Wszystko wskazuje na to, że Unia Szklary Górne kryzys ma już za sobą. Podopieczni Andrzeja Wójcika w miniony weekend pokonali 5:1 LZS Nową Wieś Lubińską i wciąż zajmują trzecie miejsce w grupie II legnickiej B-klasy.
– Przede wszystkim fajnie weszliśmy w mecz i już w pierwszych minutach pokazaliśmy kto tutaj będzie rządził. Bardzo szybko strzelona bramka na 1:0, po chwili poprawiliśmy na 2:0 i myślę, że przeciwnik miał podcięte skrzydła i dużo łatwiej nam było. – mówił po meczu Alwin Famulski z Unii Szklary Górne.
Na początku rundy drużyna ze Szklar Górnych zaliczyła słabszy okres. Po wygraniu z Fortuną Obora zawodnicy Unii przegrali trzy z czterech kolejnych meczów z teoretycznie słabszymi zespołami przez co stracili kontakt ze ścisłą czołówką.
– Na chwilę obecną sprawę awansu pozostawiliśmy na drugim torze. Dlaczego?

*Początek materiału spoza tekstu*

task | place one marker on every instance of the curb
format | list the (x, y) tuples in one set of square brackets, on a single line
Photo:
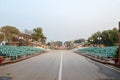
[(18, 60), (103, 62)]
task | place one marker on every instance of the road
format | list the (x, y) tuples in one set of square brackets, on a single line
[(59, 65)]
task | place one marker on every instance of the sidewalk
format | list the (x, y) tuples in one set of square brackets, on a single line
[(104, 61), (20, 59)]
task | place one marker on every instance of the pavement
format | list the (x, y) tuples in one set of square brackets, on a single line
[(59, 65)]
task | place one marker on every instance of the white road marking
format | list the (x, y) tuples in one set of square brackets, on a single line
[(60, 68), (111, 68)]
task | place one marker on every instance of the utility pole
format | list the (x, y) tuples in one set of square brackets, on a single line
[(119, 43)]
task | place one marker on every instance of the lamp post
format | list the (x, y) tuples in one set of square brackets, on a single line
[(99, 39), (91, 40), (119, 43), (20, 41), (4, 37)]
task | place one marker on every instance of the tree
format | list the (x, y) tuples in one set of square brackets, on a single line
[(10, 32), (38, 35), (109, 37)]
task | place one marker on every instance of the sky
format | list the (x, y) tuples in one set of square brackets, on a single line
[(61, 20)]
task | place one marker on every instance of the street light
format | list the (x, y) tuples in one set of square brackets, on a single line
[(20, 42), (99, 39), (91, 40), (4, 41)]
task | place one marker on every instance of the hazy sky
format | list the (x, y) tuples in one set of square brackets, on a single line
[(61, 19)]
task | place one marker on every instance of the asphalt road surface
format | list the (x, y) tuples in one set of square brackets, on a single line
[(59, 65)]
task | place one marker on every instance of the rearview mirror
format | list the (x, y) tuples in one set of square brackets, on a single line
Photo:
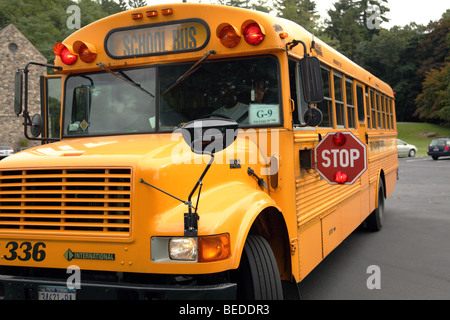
[(311, 79), (18, 88), (208, 136), (36, 125)]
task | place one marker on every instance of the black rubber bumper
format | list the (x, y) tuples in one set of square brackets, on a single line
[(19, 288)]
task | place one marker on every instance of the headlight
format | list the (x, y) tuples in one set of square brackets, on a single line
[(183, 249)]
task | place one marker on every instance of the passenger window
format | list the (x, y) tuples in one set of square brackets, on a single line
[(350, 104), (373, 106), (339, 100), (360, 102), (297, 93), (369, 124)]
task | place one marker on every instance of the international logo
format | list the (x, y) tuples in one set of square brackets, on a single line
[(69, 255)]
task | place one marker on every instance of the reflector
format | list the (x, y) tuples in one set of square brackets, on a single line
[(214, 248), (228, 36), (86, 51), (64, 53), (339, 139), (340, 177), (253, 34)]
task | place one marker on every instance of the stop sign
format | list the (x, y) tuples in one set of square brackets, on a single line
[(341, 158)]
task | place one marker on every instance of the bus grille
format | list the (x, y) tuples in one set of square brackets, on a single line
[(66, 201)]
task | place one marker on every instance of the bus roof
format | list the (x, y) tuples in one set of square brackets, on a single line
[(210, 19)]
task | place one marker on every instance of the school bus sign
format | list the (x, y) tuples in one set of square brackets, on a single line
[(341, 158)]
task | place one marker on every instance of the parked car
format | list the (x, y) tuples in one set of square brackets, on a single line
[(5, 151), (405, 149), (439, 147)]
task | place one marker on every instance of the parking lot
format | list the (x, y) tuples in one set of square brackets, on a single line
[(410, 256)]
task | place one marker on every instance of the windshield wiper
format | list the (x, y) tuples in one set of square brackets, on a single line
[(124, 77), (190, 71)]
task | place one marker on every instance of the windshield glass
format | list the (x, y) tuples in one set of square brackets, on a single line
[(136, 101)]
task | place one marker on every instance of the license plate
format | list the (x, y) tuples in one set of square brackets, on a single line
[(56, 293)]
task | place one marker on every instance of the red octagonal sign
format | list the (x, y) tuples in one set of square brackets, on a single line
[(341, 158)]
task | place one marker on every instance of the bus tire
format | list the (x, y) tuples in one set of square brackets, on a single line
[(374, 221), (258, 277)]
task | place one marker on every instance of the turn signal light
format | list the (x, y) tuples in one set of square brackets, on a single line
[(85, 51), (137, 16), (62, 51), (167, 11), (253, 33), (228, 35), (214, 248)]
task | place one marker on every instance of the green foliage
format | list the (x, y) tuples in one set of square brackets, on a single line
[(302, 12)]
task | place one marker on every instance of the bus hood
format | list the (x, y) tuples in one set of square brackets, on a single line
[(124, 150)]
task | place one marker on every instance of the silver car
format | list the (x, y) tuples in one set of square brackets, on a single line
[(405, 149)]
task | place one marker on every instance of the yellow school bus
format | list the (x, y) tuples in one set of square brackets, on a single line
[(178, 159)]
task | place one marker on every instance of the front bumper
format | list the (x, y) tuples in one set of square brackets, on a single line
[(23, 288)]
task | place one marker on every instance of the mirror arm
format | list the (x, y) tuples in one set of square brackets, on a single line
[(26, 114)]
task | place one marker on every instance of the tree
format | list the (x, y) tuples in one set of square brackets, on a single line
[(343, 26), (302, 12), (434, 101)]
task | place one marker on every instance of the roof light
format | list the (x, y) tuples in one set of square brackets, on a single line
[(85, 51), (228, 35), (253, 33), (62, 51), (340, 177), (167, 11)]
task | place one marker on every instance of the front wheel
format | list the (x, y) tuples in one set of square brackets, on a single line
[(258, 277)]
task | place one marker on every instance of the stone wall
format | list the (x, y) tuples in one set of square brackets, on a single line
[(15, 52)]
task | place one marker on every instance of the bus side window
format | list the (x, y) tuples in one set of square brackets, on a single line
[(360, 102), (339, 99), (52, 111), (369, 124), (350, 103), (297, 93), (326, 106)]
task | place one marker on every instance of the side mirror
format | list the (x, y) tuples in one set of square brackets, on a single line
[(311, 80), (207, 136), (36, 125), (18, 89)]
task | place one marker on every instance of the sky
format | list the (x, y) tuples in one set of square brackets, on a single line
[(402, 11)]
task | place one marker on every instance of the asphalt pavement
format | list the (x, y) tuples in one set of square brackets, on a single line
[(409, 258)]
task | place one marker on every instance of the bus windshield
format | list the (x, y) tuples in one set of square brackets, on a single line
[(145, 100)]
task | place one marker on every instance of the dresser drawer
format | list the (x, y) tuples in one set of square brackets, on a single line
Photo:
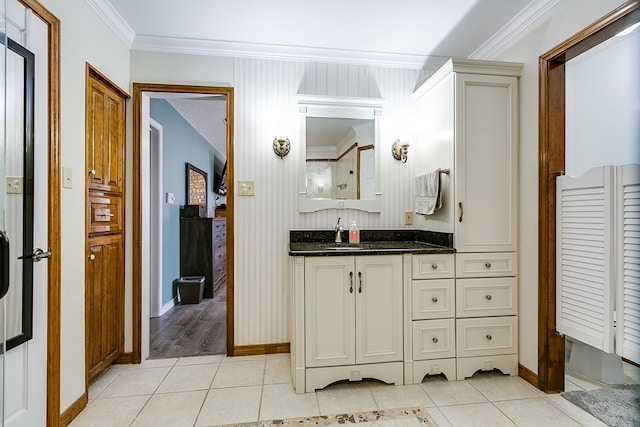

Bo od początku żeśmy troszeczkę nadmuchali ten balon i te pierwsze mecze nie wychodziły nam tak jak chcieliśmy. Chcieliśmy walczyć o ten awans, ale niestety w niektórych meczach ten paraliż i w paru meczach głupio potracone punkty teraz się odbijają. – podkreśla Famulski.
Sami zawodnicy nie ukrywają, że wcześniej zbyt dużo oglądali się na swoich rywali zapominając, że sami muszą punktować by wywalczyć awans.
– Wcześniej jak rozmawialiśmy to tylko awans, awans. Patrzyliśmy w tabelę jak Obora, jak Zamet i jak inne drużyny. Przez to nie koncentrowaliśmy się na swojej grze i głupio traciliśmy punkty, co spowodowało, że jesteśmy na trzecim miejscu. – kończy Alwin Famulski.